ISBN: 978-0-87013-955-0
CHAPTER 1
Taking in the Elements
Coyote Snow
All winter I've waited,
here in Portland,
for these trickster flakes
while every day rain
slops from the water-logged sky
and the temperature never drops
like it does back home
in Michigan, so fast and so hard
the day breaks in half
before your eyes.
Today's flurries lope
and lunge,
drunk on peyote wind.
I swear they almost grin,
white ice flashing.
Some float like down
from a million Snowy Owls
hoo-ing in their old growth woods,
nearly extinct too.
I fear I'm falling
seven floors
as I watch them plunge
and bite the street,
the pines, the concrete pots
and vanish. No text of tracks,
no thin skin hiding veins
of walk and highway.
No canceled school, yet
hope hangs visible as breath.
We're nervous, still.
Coyote snow, snow of the old tales,
kick up your ruckus
while we hunker inside,
wide-eyed as rabbits.
We count your whiskers twitching
at the burrow door.
Your furry paws scatter
the white dust.
Meltdown
It's the first of February and 40 degrees
in Michigan. Snow runs over roads and drives
like a broken egg. Listen: you can hear
the ground swelling with water, the trees
drowning. Roots are trying to come up
for air. Birds sail in on wings of sun.
Something has gone wrong at the core
of winter. Heat rises in the wrong places.
Each morning I wait for the north wind,
for the blizzard that wraps up the town,
the storm that makes the record books.
In the forecast: rain.
If the temperature dropped 20 degrees
there would be 20 feet of snow. My house
would lie like a low dune, the sea line
just beyond, surf frozen in its leap
toward light. There would be no drip
of gutter, no icicles ticking like bombs.
The Pond
Spring's showing off,
this last March day of winter,
flaunting all her promise
across the drowsy hills, flickering
in the redbud for any Doubting Thomas
still cowered indoors.
It's chilly, though, and the wind
prickles my fingers with porcupine quills
as I unloop the steel chain
from the gate, rust streaking my hand
like dried blood, and start down
to the pond. The cows have been, too,
sinking into the red clay, squishing
out craters of water opaque
as an earthy milk. I walk on
the grassy edge of a trail starlit
with bluebells. There's rustling ahead,
brush gossip, and plops into water
as the pond swallows.
The turtles heard me coming
and submerged, no interest in intruders,
no curiosity under their shells.
Farther on, two Canada geese
waddle my way and we pause
on the trail, facing like gunslingers
in the old west. They fire off
a Honk! Honk! before I can raise my camera
to take aim. But they're quick
on the wing, squawk off to the water
saying I'd better not follow.
They splash down among bleached stumps
jutting out, almost like shadows, each
of us this portentous day
caught briefly in the cross hairs
of the other's wandering.
Reading Margaret Laurence,
Thinking of You in Africa
It's April in Michigan and still the snow
comes. Tonight I drive home from class in a blizzard,
flurries attacking my windshield like an invasion
of albino insects. Their soft bodies splatter
against the glass, opening into frozen kaleidoscopes
till the wipers tilt them away. I feel trapped
in the truck cab, darkness everywhere.
In the stories of Margaret Laurence, men chop their way
through the lush underbrush, tall green fronds
surrounding them, heat rising with the day,
heat rising from the page. I long for something
green, some shoot or sprout puncturing
the brown winter thatch, some omen
for possibility. When the crocus in the front yard
unfurled their purple flags over snow,
rabbits chomped them to the bone.
I try to imagine the sweetness of such treats.

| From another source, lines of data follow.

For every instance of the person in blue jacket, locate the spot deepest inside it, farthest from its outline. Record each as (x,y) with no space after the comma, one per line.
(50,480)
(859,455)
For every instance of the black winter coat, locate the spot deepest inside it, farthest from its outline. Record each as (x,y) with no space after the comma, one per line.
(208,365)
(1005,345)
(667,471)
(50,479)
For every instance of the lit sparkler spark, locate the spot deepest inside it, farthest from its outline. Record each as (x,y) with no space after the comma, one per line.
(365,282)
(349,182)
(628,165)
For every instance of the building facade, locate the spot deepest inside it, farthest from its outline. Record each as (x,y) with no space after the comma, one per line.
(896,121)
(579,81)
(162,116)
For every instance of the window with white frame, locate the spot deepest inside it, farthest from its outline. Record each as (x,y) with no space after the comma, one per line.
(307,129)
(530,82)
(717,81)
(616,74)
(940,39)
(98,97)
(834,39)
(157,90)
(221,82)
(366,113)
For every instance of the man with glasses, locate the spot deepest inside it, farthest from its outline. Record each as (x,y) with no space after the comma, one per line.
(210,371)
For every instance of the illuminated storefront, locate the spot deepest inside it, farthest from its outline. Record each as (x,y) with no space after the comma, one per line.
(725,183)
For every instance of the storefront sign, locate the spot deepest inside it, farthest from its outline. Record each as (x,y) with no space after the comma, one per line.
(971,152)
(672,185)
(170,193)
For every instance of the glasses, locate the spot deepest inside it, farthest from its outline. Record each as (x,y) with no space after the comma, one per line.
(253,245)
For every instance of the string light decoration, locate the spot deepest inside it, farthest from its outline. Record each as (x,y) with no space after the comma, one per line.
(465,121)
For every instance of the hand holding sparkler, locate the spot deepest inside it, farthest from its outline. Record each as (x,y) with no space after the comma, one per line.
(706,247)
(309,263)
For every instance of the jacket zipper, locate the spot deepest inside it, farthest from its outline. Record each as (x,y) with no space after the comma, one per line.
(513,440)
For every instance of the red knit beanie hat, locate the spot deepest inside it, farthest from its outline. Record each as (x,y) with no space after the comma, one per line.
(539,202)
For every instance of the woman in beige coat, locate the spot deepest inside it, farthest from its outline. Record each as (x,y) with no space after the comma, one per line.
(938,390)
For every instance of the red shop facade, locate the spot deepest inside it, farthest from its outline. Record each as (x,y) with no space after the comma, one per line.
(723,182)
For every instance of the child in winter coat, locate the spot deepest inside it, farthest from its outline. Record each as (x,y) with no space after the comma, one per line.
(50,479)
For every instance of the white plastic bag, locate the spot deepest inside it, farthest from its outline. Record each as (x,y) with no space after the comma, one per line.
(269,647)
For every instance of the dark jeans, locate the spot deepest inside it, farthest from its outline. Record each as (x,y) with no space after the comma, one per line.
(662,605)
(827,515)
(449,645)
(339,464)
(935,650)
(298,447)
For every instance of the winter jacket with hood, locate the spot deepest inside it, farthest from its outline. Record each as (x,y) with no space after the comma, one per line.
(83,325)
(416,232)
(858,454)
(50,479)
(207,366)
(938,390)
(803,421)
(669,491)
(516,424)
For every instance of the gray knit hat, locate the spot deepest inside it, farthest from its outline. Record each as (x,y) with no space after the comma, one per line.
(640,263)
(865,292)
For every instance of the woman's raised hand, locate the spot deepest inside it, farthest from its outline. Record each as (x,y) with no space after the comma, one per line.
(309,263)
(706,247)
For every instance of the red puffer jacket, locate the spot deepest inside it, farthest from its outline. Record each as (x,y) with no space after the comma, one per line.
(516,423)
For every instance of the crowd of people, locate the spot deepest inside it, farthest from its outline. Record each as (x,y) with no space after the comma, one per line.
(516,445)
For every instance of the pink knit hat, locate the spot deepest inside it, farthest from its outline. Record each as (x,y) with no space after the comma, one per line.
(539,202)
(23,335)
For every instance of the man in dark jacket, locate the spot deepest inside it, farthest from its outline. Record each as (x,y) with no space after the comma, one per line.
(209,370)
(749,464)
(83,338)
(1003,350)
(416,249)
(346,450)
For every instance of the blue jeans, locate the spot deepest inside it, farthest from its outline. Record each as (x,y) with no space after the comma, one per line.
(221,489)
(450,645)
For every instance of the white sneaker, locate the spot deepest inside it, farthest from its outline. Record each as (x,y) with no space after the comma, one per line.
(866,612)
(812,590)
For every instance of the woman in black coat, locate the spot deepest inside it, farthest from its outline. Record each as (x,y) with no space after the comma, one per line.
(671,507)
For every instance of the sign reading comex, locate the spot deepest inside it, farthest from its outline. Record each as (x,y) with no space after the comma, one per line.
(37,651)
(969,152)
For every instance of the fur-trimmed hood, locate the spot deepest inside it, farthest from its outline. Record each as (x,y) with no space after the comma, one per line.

And you, in Africa now, bareheaded
and bare-sleeved somewhere in the Serengeti,
tracking something more peculiar than rabbit,
seeing color unlike anything in my upper Midwest.
I watch you crossing my mind's map
on your way to Mali and the elephants,
imagine you in a rattletrap jeep, brushing away
bugs frolicking in the air, whole nations surrounding you.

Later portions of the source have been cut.